# Hybrid betta?



## CRAZYHERMITCRAB (Mar 10, 2015)

Last week I bought 2 "King bettas" from Petco. Originally I thought these were big bettas, but after closer inspection I'm not sure. 
Upon first examination they are heavily bodied dark fish. If they are just swimming around they look like a traditional plakat. But when they flare you can see they are HMPK, is this a cross between a normal Betta and a wild type? Their mouths and fave are freakishly large compared to a normal Betta, and it remind me of Betta macrostoma. However they are building bubble nests so I must assume they nest their eggs in bubble nests. Anyone have any ideas?
They seem more than just big bettas. Also their bodies are as long as my four middle fingers (not counting the fins). 
Attached are some photos.


----------



## LittleBettaFish (Oct 2, 2010)

Aren't the King bettas supposed to have giant blood in them? I believe they are bred to be larger than a 'standard' sized Betta splendens, but we don't have them here in Australia so not 100% certain. 

It would be impossible to cross a mouthbrooding betta onto a bubblenesting betta. The two species do not belong in the same complex. Betta splendens can only hybridise with other species within the splendens complex, and they are roughly the same size/slightly smaller than a standard sized Betta splendens.


----------



## lilnaugrim (Mar 27, 2013)

+1 to LBF, just bigger than your average Betta. They aren't hybrids at all.


----------



## artemis35 (Jul 11, 2014)

To me, the dark wild-type king bettas look a lot like the "Superman" fighters. 

I have often wondered if the Petco kings are, in fact, culls from Superman breeders. The wild-type kings (I have 2 of them) are definitely more aggressive than any other type of male betta I have had. They are almost impossible to get a decent picture of since they always immediately flare at the camera (and do not stop until camera goes away).

Their big mouths also give them the consummate "grumpy face" 
(very grumpily illustrated by Merit, below)


----------



## MikeG14 (May 31, 2014)

I think they are called half giants, I don't believe that there is any hybridization going on at all.

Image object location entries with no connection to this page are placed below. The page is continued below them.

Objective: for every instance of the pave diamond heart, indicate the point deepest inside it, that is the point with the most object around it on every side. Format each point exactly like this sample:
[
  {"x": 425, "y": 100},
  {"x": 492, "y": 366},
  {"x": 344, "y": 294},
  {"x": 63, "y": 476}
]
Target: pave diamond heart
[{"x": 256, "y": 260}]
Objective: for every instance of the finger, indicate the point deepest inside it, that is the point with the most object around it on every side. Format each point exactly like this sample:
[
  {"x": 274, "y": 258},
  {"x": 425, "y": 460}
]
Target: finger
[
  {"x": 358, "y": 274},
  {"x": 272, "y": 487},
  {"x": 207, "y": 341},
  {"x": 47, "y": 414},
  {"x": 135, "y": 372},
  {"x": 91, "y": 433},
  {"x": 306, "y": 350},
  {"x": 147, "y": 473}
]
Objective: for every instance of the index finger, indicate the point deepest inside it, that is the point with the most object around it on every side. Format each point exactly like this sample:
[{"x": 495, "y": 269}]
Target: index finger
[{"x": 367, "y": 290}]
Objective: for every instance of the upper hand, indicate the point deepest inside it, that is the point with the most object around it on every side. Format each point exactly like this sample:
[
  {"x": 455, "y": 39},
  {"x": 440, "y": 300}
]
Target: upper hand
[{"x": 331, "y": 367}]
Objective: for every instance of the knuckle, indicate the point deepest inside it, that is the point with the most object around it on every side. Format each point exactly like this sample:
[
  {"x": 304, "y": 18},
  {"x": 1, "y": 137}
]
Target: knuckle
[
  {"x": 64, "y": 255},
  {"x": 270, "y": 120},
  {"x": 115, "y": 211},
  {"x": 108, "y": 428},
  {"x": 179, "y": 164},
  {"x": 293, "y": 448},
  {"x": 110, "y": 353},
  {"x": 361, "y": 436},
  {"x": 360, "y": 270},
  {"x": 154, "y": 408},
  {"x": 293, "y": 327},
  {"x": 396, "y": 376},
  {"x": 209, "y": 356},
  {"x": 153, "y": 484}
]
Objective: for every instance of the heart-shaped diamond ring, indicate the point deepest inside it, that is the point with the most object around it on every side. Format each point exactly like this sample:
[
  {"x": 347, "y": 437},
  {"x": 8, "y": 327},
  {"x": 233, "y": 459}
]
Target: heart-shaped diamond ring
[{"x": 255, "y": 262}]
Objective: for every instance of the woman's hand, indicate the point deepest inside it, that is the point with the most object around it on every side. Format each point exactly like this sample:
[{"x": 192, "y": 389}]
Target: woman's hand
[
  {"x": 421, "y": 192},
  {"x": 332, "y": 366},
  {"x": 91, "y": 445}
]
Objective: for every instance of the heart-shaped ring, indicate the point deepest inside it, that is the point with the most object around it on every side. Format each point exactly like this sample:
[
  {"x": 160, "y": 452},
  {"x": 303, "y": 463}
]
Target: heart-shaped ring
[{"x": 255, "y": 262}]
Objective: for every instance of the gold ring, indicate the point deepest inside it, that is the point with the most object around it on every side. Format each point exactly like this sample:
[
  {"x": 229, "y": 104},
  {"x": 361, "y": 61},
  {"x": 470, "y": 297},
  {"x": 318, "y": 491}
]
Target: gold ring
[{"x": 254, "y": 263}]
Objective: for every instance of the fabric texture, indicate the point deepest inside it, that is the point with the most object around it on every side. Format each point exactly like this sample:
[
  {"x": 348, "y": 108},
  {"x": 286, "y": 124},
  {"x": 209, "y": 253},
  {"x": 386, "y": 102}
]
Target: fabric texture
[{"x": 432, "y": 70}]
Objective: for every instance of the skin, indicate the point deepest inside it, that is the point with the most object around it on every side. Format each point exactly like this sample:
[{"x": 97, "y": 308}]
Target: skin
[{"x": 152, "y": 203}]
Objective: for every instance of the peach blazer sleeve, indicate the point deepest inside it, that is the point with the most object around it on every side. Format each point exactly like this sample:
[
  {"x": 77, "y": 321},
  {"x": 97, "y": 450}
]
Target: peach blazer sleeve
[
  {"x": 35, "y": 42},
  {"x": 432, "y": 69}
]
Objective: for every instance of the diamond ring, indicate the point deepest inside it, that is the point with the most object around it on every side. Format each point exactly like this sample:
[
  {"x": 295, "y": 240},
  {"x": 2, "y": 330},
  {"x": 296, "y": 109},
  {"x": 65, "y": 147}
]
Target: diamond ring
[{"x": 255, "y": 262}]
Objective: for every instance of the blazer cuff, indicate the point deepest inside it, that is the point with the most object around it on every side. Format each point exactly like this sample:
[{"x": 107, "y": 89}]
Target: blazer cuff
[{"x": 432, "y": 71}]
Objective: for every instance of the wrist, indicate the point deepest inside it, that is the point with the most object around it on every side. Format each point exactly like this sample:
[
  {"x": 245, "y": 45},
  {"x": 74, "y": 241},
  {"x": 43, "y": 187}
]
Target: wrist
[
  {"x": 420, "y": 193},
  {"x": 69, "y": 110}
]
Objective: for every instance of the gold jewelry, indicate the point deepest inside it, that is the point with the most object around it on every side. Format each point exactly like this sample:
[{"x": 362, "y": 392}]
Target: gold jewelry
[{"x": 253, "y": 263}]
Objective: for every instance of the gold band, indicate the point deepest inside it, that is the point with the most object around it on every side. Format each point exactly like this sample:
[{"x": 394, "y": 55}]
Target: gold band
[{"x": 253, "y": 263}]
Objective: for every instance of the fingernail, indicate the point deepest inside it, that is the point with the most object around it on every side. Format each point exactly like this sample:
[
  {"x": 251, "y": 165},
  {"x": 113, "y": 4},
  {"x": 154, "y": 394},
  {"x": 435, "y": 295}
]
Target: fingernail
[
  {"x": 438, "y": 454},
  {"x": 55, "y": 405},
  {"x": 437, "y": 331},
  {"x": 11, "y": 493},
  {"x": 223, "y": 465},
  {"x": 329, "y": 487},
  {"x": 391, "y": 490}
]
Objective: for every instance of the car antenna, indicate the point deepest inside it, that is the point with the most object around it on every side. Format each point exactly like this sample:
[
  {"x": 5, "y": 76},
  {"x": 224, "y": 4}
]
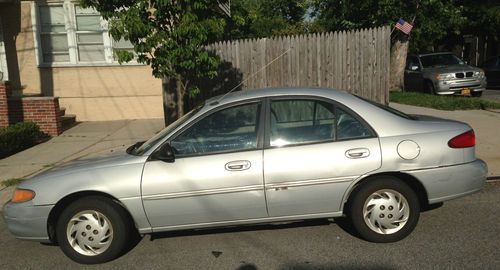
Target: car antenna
[{"x": 252, "y": 75}]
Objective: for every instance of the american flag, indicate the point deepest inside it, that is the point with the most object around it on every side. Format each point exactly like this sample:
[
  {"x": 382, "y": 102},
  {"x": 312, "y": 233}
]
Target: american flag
[{"x": 404, "y": 26}]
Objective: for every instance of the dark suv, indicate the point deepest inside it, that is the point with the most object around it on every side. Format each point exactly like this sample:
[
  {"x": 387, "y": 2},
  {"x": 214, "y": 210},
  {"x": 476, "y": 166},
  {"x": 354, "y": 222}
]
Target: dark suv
[{"x": 443, "y": 74}]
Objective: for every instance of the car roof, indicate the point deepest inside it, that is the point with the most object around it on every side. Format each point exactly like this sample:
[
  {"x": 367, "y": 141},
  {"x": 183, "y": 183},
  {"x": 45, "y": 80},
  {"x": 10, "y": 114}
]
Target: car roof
[
  {"x": 273, "y": 92},
  {"x": 428, "y": 54}
]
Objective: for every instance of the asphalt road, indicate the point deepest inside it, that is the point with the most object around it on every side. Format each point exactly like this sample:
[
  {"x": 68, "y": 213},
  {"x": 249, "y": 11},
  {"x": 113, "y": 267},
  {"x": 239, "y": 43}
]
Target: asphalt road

The ones I've been seeing lately at Petco aren't really that much bigger than a standard VT. I saw some over the winter that were quite larger than average, thick and super aggressive. I almost think that they were fighter culls.


----------



## lilnaugrim (Mar 27, 2013)

I'm sure some of them are, but I doubt all of them are. I had a beautiful Red Marble "King" before, he was the sweetest giant ever. He certainly wasn't a fighter cull lol, same with King Charles, he was another marble I found. 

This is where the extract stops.